A instabilidade política crônica e a falta de clareza fiscal continuam afastando os investidores estrangeiros do país –em seu pior nível em 20 anos, conforme dados recentes da Unctad (Conferência das Nações Unidas sobre Comércio e Desenvolvimento). Com dólar saindo mais do que entrando na economia brasileira, o câmbio permanece elevado, com impacto nos preços. O real foi uma das moedas que mais se desvalorizou durante a pandemia.
“Cada país pode ter efeitos próprios de realimentação da inflação pelas expectativas. O governo tinha de evitar a fuga de capitais. Tinha de se comportar melhor, combater melhor a pandemia. São fatores que não são necessariamente econômicos”, destaca Velloso. “Se o governo tem um diagnóstico errado ou frágil do que é o problema e continua agindo sem querer mudar posicionamentos que trazem mais pessimismo, aí foge capital, o dólar sobe, as pessoas esperam por mais inflação. Hoje, está todo mundo apavorado aqui.”
Escolhas políticas
O economista da UFRGS Marcelo Milan ressalta ainda que determinadas escolhas políticas e econômicas, como o agronegócio focado na exportação, também levam o país, um dos maiores produtores de alimentos do mundo, a enfrentar a disparada dos preços da cesta básica.
“Como se tem uma migração das culturas de abastecimento interno para culturas de exportação, como a soja, diminuiu-se a área plantada para gêneros de abastecimento interno. Quando a gente vê a o cafezinho caro no Brasil, é um sinal importante de que as coisas estão indo para um caminho equivocado e perigoso”, sublinha o economista.

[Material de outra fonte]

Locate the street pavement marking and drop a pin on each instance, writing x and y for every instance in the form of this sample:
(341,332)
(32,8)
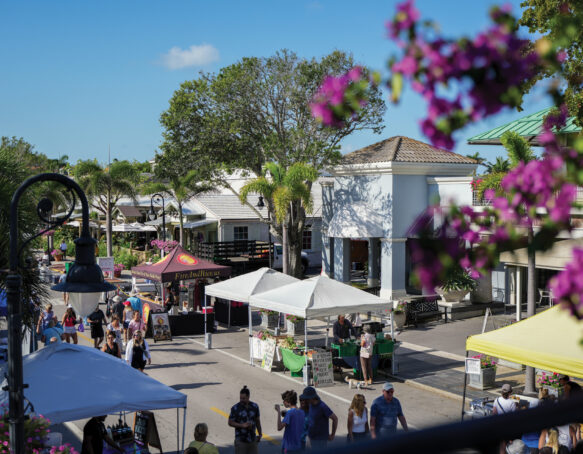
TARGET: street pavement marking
(267,437)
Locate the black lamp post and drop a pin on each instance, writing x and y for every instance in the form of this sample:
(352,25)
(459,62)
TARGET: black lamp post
(152,214)
(261,204)
(84,276)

“Outro componente importante é a decisão da política de preços da Petrobras, de atrelar o preço do petróleo aos preços do barril lá fora, apesar da alta taxa de câmbio atualmente.
O governo privilegia os poucos acionistas e abre mão de utilizar a empresa mais estrategicamente para conter essa pressão de custos, que são repassados nos preços da gasolina, do diesel. É uma decisão política de fazer com que toda a volatilidade lá fora seja absorvida pelos preços no Brasil”, avalia.
Perda do controle
Os dois economistas veem com preocupação o recurso ao aumento da taxa de juros para conter a inflação, num quadro de economia desacelerada como o atual. O remédio poderia atrasar ainda mais a recuperação econômica e levar o país a uma bola de neve de problemas: crédito mais caro, preços ainda mais altos, menos investimentos e menor geração de empregos.
Entretanto, o risco de descontrole da inflação, como nos anos 1980, parece afastado. “Eu acho que não chega a esse ponto. Ela vai ficar perturbando a gente, mas eu não creio que isso vá virar um processo endêmico como nós tínhamos, porque muitos desses efeitos atuais vão e vêm”, afirma Velloso. “Tem uma coisa importante: nós não temos mais o pecado original, ter dívida pública emitida no exterior, em dólar. Pelo contrário, a gente tem reservas de 300 a 400 bilhões de dólares.”
Outro fator determinante, destaca Milan, é que os reajustes dos salários não acompanharão a inflação. O poder de compra das famílias sai prejudicado, mas não haverá pressão salarial acentuando o quadro inflacionário e desencadeando uma situação fora de controle.
“A reforma trabalhista reduziu o poder de barganha dos trabalhadores, o papel e o poder dos sindicatos, de modo que o mecanismo de repasse dos preços para os salários está contido”, salienta o professor da UFRGS. “Mas se os salários não conseguem mais compensar a inflação e a corrosão do poder de compra, isso vai se refletir naqueles quadros trágicos que temos visto, de pessoas comendo carcaças, ossos. A população mais pobre não tem mais como comprar gás de cozinha”, ressalta.
As previsões de crescimento do PIB em 2022 estão modestos: os cenários mais otimistas não esperam mais do que 2,5%, um patamar insuficiente para levantar um país emergente como o Brasil.